I have given notice on my tenancy so have to be out in the next 3 weeks. I have also given notice to WW that I will be moving back in. This was met with resistance, where I think I held my ground, but it certainly wasn’t agreed to.

It hasn’t been discussed since, except the next day on the phone where WW requested, the next time we discuss “us” should be out of the house as she said d11 had overheard, which I don’t think was true. I wasn’t discussing “us” just informing her I need to move back in. I am in no rush for an R talk, that can happen if and when she’s ready. The problem is she feels any talk of me moving back is tied to an MR discussion/decision so I have realized it is too much pressure to bring it up again. I have stated what I need to do and now feel that is enough.

It has now been nearly two weeks since the discussion without it being mentioned again, even though we have been alone together in the house quite a few times. I feel it’s good she hasn’t initiated a discussion intended to deter me, My plan is to move back in over the next 3 weeks and enjoy spending more time with my kids, fixing my house etc, regardless of what she does.

I have been virtually living there anyway, just not sleeping and waking there and this whole time has been in complete harmony with no pressure or pursuit. I think we both would go so far to say we've been consistently getting on much better than the entire 12 months leading up to BD. I think this is down to my DBing, following the rules, and implementing consistent 180's concerning patience, communication & parental responsibilities. Thanks to so many kind people on this board, i'm in a much better place as a person than I was a few months ago.

I am pretty sure she has gone NC with OM and is dealing with the withdrawal. I certainly won’t initiate an R talk and I'm in no rush for her to.

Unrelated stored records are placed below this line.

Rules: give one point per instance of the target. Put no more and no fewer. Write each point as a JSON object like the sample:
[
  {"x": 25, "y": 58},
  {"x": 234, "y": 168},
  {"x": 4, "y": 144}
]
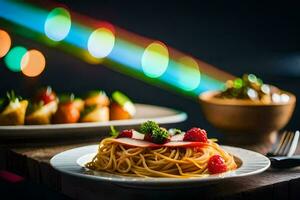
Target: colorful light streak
[
  {"x": 101, "y": 42},
  {"x": 5, "y": 43},
  {"x": 58, "y": 24},
  {"x": 96, "y": 42},
  {"x": 155, "y": 59}
]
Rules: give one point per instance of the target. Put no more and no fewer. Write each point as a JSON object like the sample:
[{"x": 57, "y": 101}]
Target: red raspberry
[
  {"x": 195, "y": 135},
  {"x": 125, "y": 133},
  {"x": 216, "y": 164}
]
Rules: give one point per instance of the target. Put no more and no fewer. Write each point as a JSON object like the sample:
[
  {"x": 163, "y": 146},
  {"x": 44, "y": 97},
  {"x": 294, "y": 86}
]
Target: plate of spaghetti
[{"x": 154, "y": 156}]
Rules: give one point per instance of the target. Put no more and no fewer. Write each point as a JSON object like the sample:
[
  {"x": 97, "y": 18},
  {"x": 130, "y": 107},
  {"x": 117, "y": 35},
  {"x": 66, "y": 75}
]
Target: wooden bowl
[{"x": 243, "y": 121}]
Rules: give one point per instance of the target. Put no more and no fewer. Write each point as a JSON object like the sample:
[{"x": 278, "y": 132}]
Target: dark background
[{"x": 261, "y": 37}]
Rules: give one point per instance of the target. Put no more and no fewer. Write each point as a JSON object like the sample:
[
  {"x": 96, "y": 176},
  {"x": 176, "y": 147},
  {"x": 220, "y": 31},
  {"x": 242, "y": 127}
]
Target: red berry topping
[
  {"x": 195, "y": 135},
  {"x": 216, "y": 164},
  {"x": 126, "y": 133}
]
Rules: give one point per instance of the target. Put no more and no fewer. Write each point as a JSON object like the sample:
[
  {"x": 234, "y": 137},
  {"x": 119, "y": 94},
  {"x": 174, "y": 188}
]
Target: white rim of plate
[{"x": 67, "y": 162}]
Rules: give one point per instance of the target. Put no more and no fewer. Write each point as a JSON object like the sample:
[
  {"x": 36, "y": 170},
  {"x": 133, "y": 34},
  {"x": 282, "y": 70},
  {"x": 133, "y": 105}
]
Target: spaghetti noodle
[{"x": 163, "y": 161}]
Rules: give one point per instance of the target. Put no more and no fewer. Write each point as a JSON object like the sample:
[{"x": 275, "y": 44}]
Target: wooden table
[{"x": 32, "y": 162}]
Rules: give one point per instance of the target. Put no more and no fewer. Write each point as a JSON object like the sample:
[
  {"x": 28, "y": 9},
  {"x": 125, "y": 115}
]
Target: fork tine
[
  {"x": 283, "y": 144},
  {"x": 288, "y": 144},
  {"x": 294, "y": 144},
  {"x": 279, "y": 145}
]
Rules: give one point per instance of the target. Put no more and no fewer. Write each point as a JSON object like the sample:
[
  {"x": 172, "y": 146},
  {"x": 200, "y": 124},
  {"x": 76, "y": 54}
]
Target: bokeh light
[
  {"x": 14, "y": 57},
  {"x": 33, "y": 63},
  {"x": 58, "y": 24},
  {"x": 155, "y": 59},
  {"x": 101, "y": 42},
  {"x": 188, "y": 73},
  {"x": 5, "y": 43}
]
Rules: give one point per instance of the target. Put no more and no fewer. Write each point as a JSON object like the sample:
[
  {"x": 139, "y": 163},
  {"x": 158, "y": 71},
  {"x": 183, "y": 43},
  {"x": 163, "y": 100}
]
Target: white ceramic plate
[
  {"x": 72, "y": 161},
  {"x": 144, "y": 112}
]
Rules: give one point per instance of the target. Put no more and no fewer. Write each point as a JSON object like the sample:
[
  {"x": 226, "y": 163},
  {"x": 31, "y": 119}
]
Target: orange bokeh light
[
  {"x": 5, "y": 43},
  {"x": 33, "y": 63}
]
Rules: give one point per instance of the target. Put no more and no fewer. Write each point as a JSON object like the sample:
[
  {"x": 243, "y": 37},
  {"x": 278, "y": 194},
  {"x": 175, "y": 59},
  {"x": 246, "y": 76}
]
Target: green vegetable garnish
[
  {"x": 87, "y": 110},
  {"x": 176, "y": 131},
  {"x": 148, "y": 127},
  {"x": 159, "y": 135},
  {"x": 93, "y": 93},
  {"x": 113, "y": 132}
]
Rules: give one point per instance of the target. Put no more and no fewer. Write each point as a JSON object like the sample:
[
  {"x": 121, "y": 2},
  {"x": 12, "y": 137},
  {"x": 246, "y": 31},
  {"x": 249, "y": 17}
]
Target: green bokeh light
[
  {"x": 14, "y": 57},
  {"x": 189, "y": 74},
  {"x": 238, "y": 83},
  {"x": 252, "y": 78},
  {"x": 155, "y": 60},
  {"x": 101, "y": 42},
  {"x": 58, "y": 24}
]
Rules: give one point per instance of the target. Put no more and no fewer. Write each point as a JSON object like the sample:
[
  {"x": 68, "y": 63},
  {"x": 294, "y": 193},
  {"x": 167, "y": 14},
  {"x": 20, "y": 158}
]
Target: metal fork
[{"x": 281, "y": 155}]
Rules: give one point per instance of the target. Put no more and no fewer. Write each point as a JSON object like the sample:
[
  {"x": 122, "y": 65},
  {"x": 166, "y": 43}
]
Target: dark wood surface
[{"x": 32, "y": 161}]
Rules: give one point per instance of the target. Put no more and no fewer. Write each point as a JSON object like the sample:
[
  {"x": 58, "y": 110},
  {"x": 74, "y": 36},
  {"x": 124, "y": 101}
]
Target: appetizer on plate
[
  {"x": 42, "y": 107},
  {"x": 46, "y": 108},
  {"x": 96, "y": 107},
  {"x": 252, "y": 88},
  {"x": 121, "y": 107},
  {"x": 68, "y": 110},
  {"x": 96, "y": 97},
  {"x": 12, "y": 110},
  {"x": 153, "y": 151}
]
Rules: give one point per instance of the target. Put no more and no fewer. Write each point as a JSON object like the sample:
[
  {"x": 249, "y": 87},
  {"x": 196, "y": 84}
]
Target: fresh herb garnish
[
  {"x": 113, "y": 131},
  {"x": 159, "y": 135},
  {"x": 148, "y": 127}
]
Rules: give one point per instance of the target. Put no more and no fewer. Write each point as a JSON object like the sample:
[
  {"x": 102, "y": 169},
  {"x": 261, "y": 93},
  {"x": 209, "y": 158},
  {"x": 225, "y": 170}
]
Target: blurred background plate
[{"x": 162, "y": 115}]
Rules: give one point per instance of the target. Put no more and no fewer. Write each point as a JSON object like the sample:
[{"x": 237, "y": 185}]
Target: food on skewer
[
  {"x": 95, "y": 113},
  {"x": 42, "y": 107},
  {"x": 68, "y": 110},
  {"x": 46, "y": 108},
  {"x": 96, "y": 97},
  {"x": 12, "y": 110}
]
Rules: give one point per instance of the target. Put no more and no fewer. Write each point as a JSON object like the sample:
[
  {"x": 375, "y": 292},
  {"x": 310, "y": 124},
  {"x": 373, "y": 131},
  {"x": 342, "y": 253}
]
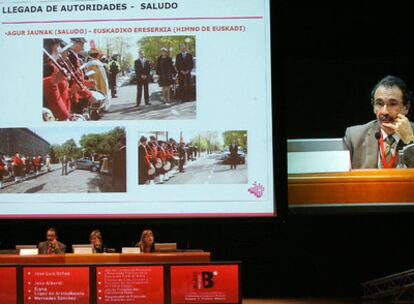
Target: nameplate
[
  {"x": 131, "y": 250},
  {"x": 318, "y": 162},
  {"x": 27, "y": 251},
  {"x": 81, "y": 250}
]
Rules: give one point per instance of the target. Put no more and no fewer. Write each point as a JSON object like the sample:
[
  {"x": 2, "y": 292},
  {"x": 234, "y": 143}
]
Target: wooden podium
[{"x": 354, "y": 187}]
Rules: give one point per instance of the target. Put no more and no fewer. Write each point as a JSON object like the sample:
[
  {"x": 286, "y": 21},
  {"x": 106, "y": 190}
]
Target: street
[
  {"x": 124, "y": 106},
  {"x": 208, "y": 169},
  {"x": 77, "y": 181}
]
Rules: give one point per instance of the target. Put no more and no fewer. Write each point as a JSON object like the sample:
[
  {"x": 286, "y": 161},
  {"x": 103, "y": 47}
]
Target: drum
[
  {"x": 47, "y": 115},
  {"x": 151, "y": 170},
  {"x": 167, "y": 166},
  {"x": 158, "y": 164},
  {"x": 100, "y": 97}
]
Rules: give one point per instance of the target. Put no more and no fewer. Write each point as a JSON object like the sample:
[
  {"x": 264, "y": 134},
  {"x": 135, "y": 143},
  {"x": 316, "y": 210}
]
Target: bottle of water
[{"x": 400, "y": 160}]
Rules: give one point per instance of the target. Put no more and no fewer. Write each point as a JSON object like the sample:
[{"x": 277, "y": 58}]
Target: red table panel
[
  {"x": 130, "y": 284},
  {"x": 204, "y": 284},
  {"x": 61, "y": 285},
  {"x": 8, "y": 285}
]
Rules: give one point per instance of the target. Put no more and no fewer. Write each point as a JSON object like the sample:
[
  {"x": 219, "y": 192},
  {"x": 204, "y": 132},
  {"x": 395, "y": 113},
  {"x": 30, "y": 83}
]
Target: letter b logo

Re transparency, I won’t even mention the word, unless we are at a point where she is really asking what I need from her to rebuild trust and stating that she is willing to do anything necessary. She is leaving her phone out and her pc on much more now and has never been very good at hiding things anyway, so it might not be needed smirk

I realize this is a marathon, and that the mess of the EA needs to be resolved before she can work on releasing her resentment and consider working on our MR. I am ready for this process to take many, many months and won’t be surprised if it doesn’t happen at all. I’ve made my peace with the fact it’s out of my control and she has to make her own decisions on her own journey. I have also dealt with my anger with what’s happened, or for kids sake I wouldn’t be moving back in.

There certainly could be some resistance to me moving back into the MBR. I have a plan to clear some space in the attic, so if necessary I can sleep up there. I would prefer to be in the MBR, especially now I realize how symbolic it is, but I’m not going to die on a hill for it. I will let her have it for now if it’s that important to her, but won’t volunteer that information up front.

I’ll check with a L regarding the legality of me moving back. But I know for a fact if she tries to legally stop me I will properly implement the LRT and go darker on her than I ever have with everything except kids necessities. Me enabling this cake eating in the throne of power has to stop whether I am living there or not.


LBH 47 WW 47, M 15 T 18
D 11 S 14
BD, I moved out (duped) Jan 18
3 yr EA with ex-H discovered: Feb 18
I moved back in: Aug 18 (against her wishes)
...No R No M/C, continued limbo, dropping the rope!